In memoriam (the income from transhumance)
I have an hour to gather my thoughts before going to hear from Slovakian Maroš Šefčovič , who, thanks to the legitimacy conferred by being elected from a country with fewer inhabitants than Campania, is in charge of overseeing the international trade dossier at the European Commission. This could be an opportunity to clear up some misunderstandings. I have another opportunity right around the corner, because at 4:15 PM I'm speaking at this conference … hence the title of this post!
We have commemorated many people here: some you never even suspected existed, others, like Tony Thirlwall, or Alberto Alesina, or, in other respects, Gustav Leonhardt, we had happened to mention and they were nevertheless well-known, if not central to the development of our thinking. But the dear memory I will celebrate today, offering my solidarity to the afflicted mourners, is that of the green , because, in case it wasn't clear, that lu grìn s'ha mort ora was also said by the boss of bosses, in a post written a couple of days ago , which clearly shows a desire to distance ourselves from the suicide of the West, with a minimal investment in communication aimed essentially at saving face.

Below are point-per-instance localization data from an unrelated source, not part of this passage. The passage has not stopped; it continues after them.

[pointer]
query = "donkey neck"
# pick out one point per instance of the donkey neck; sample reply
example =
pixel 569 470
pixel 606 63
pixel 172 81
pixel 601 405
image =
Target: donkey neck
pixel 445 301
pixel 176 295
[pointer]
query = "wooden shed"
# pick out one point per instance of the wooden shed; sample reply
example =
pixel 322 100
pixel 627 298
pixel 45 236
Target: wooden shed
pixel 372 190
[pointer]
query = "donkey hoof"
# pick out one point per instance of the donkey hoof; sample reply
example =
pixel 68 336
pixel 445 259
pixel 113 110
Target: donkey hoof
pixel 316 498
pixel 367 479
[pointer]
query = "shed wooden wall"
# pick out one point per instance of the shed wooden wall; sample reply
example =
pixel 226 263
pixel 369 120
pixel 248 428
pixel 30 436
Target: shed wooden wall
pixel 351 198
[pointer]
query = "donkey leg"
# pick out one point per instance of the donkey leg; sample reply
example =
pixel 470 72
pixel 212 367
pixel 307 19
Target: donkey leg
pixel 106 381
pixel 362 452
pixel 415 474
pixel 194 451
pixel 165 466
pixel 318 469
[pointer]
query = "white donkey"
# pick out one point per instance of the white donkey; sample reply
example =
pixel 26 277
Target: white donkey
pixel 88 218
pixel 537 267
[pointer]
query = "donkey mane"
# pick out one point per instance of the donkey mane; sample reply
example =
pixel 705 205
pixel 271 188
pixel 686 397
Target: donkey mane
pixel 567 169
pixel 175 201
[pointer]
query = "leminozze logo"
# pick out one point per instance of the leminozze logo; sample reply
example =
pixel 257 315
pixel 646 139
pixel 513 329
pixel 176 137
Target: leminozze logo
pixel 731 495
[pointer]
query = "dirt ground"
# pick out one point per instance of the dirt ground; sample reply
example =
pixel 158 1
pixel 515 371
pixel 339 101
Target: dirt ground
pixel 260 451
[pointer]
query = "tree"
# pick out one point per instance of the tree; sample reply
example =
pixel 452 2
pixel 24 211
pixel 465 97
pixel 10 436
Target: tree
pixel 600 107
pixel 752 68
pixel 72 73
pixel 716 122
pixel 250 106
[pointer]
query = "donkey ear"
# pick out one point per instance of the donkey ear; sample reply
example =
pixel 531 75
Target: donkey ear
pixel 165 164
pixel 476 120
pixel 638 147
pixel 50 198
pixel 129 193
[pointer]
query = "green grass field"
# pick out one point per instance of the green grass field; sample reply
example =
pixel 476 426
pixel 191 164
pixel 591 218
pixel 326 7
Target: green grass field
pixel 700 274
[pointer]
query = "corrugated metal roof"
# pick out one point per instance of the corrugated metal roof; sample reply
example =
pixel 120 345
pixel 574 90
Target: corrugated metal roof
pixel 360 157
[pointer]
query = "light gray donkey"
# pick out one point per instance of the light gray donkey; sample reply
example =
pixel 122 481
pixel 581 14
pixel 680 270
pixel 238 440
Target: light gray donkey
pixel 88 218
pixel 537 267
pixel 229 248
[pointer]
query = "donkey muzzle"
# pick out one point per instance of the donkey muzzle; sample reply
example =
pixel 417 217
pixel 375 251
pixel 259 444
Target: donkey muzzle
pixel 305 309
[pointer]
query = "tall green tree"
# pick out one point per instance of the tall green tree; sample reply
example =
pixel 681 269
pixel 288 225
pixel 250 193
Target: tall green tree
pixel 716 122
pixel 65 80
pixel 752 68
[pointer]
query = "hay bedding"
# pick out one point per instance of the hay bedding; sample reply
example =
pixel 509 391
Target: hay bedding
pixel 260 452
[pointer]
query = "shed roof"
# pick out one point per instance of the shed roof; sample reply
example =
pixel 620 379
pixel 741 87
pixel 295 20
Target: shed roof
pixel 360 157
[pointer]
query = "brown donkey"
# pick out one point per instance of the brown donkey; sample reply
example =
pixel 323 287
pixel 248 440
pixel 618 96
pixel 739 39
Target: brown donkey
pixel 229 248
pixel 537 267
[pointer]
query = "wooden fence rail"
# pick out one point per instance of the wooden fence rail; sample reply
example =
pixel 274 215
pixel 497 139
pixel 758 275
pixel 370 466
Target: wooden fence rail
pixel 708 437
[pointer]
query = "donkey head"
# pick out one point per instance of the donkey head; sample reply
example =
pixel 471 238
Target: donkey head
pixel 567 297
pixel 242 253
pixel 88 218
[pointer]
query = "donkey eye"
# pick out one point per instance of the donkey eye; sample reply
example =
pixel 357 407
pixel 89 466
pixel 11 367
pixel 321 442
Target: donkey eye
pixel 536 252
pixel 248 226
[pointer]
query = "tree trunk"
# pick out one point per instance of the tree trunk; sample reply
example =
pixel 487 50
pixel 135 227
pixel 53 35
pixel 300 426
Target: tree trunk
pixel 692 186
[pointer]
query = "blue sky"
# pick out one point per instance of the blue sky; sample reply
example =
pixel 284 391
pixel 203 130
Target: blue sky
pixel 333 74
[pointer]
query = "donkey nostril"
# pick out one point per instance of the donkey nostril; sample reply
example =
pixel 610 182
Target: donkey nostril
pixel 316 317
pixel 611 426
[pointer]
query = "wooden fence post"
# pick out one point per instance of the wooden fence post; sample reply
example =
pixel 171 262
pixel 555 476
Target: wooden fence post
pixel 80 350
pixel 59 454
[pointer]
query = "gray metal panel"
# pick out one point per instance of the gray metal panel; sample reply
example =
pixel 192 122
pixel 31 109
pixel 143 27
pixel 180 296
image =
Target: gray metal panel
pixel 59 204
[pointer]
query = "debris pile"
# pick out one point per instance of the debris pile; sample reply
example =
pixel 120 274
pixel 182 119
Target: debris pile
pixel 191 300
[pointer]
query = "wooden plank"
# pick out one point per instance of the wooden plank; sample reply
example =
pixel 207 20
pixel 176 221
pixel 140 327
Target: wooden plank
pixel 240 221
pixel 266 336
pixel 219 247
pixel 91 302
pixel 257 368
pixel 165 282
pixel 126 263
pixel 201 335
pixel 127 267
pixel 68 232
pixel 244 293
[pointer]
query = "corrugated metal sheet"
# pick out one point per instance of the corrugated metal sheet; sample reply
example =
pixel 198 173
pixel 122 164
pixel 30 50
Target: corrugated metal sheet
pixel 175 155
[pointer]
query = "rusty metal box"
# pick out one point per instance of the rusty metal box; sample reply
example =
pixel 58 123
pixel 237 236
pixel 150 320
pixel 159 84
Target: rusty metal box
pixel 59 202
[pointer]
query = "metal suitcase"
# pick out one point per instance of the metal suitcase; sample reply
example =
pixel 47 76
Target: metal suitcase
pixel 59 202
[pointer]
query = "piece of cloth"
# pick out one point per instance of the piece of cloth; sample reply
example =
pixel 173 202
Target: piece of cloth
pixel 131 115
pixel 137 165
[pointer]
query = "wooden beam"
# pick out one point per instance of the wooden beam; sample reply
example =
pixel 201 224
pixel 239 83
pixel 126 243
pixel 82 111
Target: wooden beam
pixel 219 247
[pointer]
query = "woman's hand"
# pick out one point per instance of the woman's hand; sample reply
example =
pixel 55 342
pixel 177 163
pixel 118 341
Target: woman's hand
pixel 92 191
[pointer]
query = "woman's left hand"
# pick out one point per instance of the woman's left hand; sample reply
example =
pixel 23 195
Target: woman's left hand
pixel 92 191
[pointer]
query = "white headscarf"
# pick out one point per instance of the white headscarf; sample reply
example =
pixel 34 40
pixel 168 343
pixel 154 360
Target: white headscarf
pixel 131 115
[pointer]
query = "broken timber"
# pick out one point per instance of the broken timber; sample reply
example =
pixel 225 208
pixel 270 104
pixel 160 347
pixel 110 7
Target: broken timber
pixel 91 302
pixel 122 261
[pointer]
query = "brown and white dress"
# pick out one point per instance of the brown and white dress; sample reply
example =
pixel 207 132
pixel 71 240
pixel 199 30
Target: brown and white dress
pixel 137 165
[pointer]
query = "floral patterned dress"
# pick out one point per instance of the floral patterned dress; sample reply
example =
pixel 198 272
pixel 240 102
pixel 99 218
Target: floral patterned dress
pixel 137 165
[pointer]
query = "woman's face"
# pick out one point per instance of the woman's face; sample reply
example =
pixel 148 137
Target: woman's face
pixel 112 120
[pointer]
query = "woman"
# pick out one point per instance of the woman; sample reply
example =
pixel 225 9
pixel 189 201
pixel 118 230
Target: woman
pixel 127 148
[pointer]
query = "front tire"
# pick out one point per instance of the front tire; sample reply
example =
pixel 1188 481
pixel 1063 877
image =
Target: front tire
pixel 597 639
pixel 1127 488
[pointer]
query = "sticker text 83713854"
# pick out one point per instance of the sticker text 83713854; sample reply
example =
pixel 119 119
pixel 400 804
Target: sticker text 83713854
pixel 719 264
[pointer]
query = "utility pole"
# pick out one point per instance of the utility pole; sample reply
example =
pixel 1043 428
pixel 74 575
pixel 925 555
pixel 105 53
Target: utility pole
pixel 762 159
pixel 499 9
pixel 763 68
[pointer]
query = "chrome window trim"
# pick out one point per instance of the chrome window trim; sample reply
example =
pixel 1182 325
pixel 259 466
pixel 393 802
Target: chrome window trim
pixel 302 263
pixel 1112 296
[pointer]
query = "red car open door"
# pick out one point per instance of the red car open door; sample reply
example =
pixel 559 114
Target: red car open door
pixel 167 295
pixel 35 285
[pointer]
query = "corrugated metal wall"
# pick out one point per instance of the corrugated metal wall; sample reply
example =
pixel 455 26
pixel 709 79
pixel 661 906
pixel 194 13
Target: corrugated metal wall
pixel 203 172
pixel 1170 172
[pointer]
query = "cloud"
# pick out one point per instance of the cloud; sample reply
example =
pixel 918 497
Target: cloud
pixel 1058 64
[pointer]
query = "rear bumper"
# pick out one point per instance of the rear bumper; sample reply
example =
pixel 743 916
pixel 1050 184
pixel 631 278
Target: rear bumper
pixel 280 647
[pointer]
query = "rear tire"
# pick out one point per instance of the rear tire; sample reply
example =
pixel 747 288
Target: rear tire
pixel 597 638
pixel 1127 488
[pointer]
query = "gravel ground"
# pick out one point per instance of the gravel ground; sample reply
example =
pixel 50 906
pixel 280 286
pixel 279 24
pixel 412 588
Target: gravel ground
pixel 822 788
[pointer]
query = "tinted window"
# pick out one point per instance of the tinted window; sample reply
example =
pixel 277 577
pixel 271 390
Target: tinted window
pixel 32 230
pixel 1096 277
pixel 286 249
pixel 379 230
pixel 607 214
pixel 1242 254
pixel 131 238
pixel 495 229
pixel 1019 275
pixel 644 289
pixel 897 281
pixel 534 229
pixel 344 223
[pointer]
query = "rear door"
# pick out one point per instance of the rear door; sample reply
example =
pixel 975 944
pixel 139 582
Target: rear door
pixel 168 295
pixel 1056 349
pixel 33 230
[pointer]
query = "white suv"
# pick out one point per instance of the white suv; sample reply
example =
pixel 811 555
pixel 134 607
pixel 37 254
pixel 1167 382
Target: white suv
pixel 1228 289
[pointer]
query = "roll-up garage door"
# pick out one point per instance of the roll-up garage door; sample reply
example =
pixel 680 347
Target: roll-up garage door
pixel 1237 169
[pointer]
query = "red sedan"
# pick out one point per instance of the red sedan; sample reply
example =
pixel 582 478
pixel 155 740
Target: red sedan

Your friend tells us that the catastrophic narrative about green is unfounded:
Joining us on our historical positions. So, enough with nonsense like " the planet is boiling " and the like. Now, it's unfortunately a given that the narrative about the transition is either catastrophic or it isn't, for the simple reason that the set of solutions being proposed are so irrational that only the threat of a state of emergency can force voters to accept them.
There's little to discuss about irrationality, but I'd like to illustrate it with two facts that are well known to all, not without making a preliminary point: the current paradigm of climatology, essentially based on the greenhouse effect as the sole explanation for what is (perhaps) happening, will suffer the fate of all paradigms, the one we discussed here. But we don't need to dispute it, for the simple reason that the solutions being proposed to reduce CO2 require increased CO2 production. The emissions data since 1990 (the reference date) are as follows:
The European Union and the United States are already on a downward trend, and our obsessions can only worsen the trend in China and India, for the simple reason that turning to Chinese products (solar panels, electric cars, etc.) means running at full speed a machine in which energy production has an emissions intensity double that of ours (although declining).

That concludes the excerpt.